Identifying your strengths can also help you overcome social anxiety. Below are some of the fascinating traits of shy people that have helped them develop and maintain healthy and meaningful relationships. Shy people are:
They barely engage in small talk and stay away from gossip. Hence, people find it easier to trust them with secrets they would not care to share with people who are outspoken. This trust in turn leads to respect. People also find them more believable.
Friendly And Polite
They are usually good-natured, polite, friendly and soft-spoken. This makes them more approachable as opposed to those who are arrogant. Their warm smile attracts people and although they may appear aloof, many have found them to be the best of friends they could ever have.
Good Listeners. They naturally have a quiet deportment and speak less. While this passive behaviour may not be universally appreciated, some say it has a calming effect on them. Shy people understand the feelings of people and motivate them hence they are admirable counselors.
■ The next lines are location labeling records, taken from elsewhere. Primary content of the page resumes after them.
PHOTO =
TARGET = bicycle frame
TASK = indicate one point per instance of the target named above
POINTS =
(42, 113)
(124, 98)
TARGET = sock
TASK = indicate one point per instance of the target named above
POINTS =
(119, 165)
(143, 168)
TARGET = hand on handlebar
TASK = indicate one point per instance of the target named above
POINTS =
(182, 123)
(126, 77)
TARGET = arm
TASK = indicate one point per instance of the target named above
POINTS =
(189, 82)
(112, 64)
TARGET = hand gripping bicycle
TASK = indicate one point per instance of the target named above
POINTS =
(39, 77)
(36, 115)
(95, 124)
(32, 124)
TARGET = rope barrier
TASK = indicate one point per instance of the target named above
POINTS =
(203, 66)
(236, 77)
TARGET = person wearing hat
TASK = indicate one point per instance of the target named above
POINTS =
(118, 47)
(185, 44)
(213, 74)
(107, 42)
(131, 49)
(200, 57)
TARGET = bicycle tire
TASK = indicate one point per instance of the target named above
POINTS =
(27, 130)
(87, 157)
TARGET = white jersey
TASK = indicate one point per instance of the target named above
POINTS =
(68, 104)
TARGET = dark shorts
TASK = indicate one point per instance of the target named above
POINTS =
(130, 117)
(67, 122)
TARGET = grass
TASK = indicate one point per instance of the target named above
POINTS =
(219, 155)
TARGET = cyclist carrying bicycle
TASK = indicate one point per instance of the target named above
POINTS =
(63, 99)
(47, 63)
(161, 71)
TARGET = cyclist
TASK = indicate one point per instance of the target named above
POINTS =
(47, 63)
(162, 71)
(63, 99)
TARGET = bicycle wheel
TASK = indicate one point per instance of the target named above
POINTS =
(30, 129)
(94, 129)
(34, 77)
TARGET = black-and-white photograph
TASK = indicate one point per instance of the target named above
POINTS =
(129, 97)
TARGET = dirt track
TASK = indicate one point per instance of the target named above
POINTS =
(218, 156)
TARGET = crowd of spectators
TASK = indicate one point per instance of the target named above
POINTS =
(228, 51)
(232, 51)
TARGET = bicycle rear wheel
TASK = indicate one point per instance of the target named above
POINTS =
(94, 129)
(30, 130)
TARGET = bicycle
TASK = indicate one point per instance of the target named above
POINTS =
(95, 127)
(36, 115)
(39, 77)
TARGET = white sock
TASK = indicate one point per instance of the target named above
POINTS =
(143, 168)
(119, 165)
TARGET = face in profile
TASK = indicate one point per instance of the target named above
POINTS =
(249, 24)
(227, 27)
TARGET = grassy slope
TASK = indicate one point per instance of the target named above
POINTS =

They love spending time on their own. This makes them reflect on their experiences and reactions to past situations. They excel in careers that allow them to work on their own as opposed to working in a team. Thus, they have been observed to be creative, with the potential to excel as artists and poets.
Good At Developing Deep And Long-Lasting Relationships
They open up to a chosen few who appreciate the trust placed in them. This appreciation, along with their kind and considerate nature, helps them form a deep and lasting bond. Though they might appear unfriendly, once you get to know them well, though this may take some time, you will realise you have gotten a gem of a friend. The reason it is so is not farfetched. They find it difficult to make friends thus they cherish the few they have.
Reluctance In Asking For Help
This makes them independent and self-reliant from a very young age.
Keen Observers Of People And Surroundings, Doing This Meticulously
They are adept at reading people’s faces and can easily identify different facial expressions. They also barely make snap judgments nor make decisions in a hurry.
If you feel overcoming your shyness is the best option for you, do so but if you have tried everything possible and it isn’t leaving, do not feel bad about it. Rather, look for ways to face your fears, discover your strength(s) and use it to your advantage and that of others.